M. MEDELCI a également plaidé pour des mécanismes "transparents" à même de vérifier que chacun s’acquitte de ce qui lui est dévolu de manière à octroyer des aides aux pays qui en ont besoin en fonction d’une gouvernance par objectifs. 

"Ces aides ne doivent pas être sans condition mais adossées à des programmes et à des résultats obtenus", a-t-il indiqué, relevant que le consensus à la COP-15 consiste à se doter d’un mécanisme d’évaluation plus efficace. 

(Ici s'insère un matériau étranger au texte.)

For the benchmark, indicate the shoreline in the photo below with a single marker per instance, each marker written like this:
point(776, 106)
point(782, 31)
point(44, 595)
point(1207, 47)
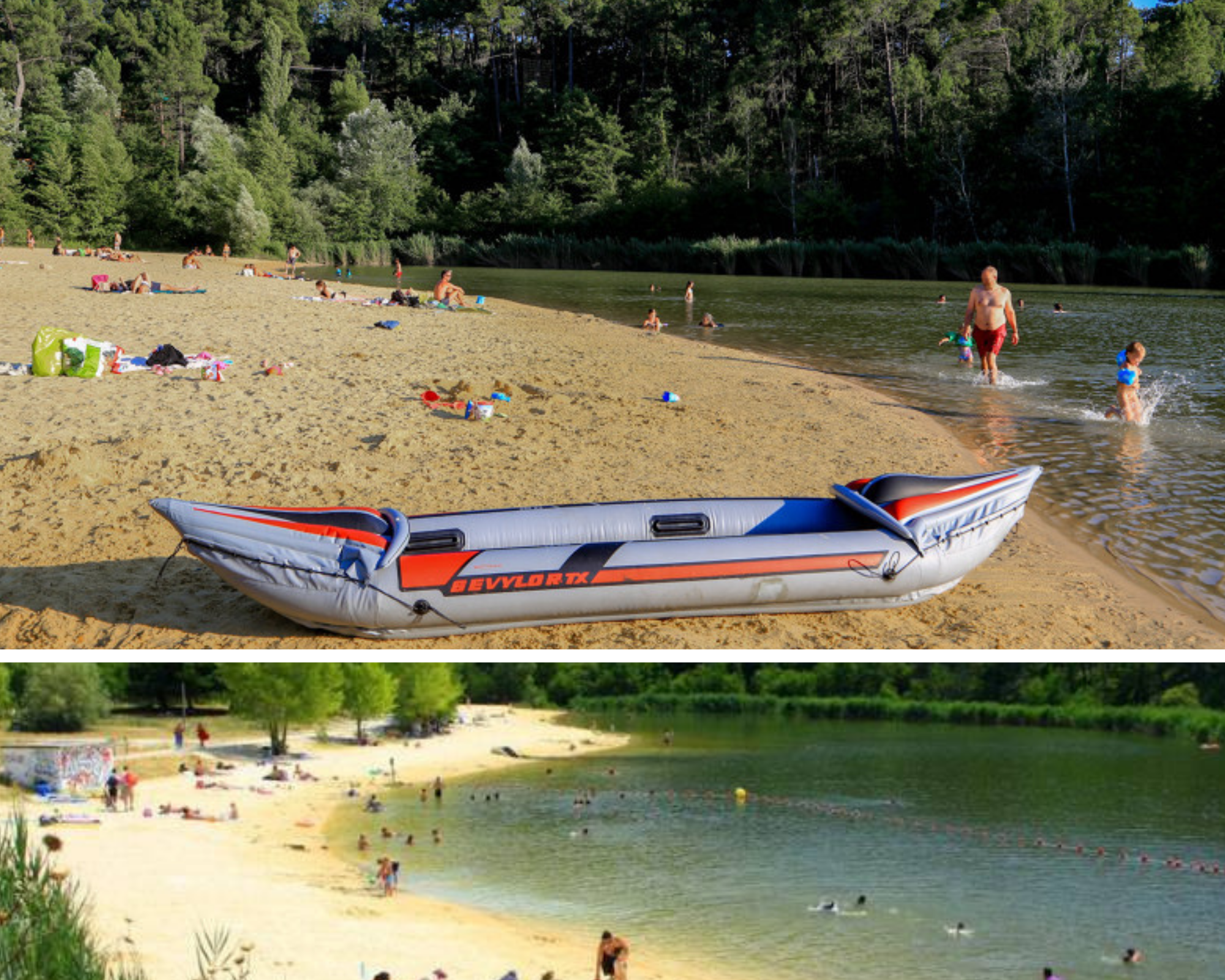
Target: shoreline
point(156, 883)
point(1151, 594)
point(346, 426)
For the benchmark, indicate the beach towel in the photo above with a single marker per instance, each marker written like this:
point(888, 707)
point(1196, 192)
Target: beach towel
point(48, 356)
point(85, 358)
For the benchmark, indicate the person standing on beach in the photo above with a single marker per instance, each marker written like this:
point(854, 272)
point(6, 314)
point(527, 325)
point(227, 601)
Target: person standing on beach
point(612, 957)
point(990, 313)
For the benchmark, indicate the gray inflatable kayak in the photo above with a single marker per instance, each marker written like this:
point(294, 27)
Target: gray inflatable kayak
point(892, 541)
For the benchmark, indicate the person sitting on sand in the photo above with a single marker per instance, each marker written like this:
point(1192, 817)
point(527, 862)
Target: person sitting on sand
point(1128, 388)
point(448, 292)
point(612, 957)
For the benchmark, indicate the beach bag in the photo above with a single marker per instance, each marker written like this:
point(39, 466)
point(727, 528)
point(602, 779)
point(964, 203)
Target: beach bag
point(48, 357)
point(167, 356)
point(85, 358)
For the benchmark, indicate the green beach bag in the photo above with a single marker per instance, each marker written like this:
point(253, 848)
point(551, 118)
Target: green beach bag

Interrogé sur les engagements pris dernièrement par les Etats-Unis d’Amérique (non signataires du Protocole de Kyoto), M. MEDELCI les a qualifiés "d’avancée notable", relevant néanmoins que le niveau des engagements en termes de réduction des émissions de gaz à effet de serre, tel qu’annoncés les Etats Unis, ne sont pas pour provoquer un consensus y compris chez les pays développés. 

Le ministre a fait observer que ce point n’est "pas bloquant, mais ne doit pas être occulté pour autant". 

"Globalement, le processus de négociation est devenu dynamique dans la mesure où il passe par la sensibilisation de l’opinion publique à la faveur de la COP-15, laquelle a donné de la voix à tout le monde", a ajouté M. MEDELCI, estimant que désormais, les citoyens du monde entier devraient éprouver des sentiments qui les rassure quant aux dispositifs à prendre solidairement même s’ils ne sont pas parfaits.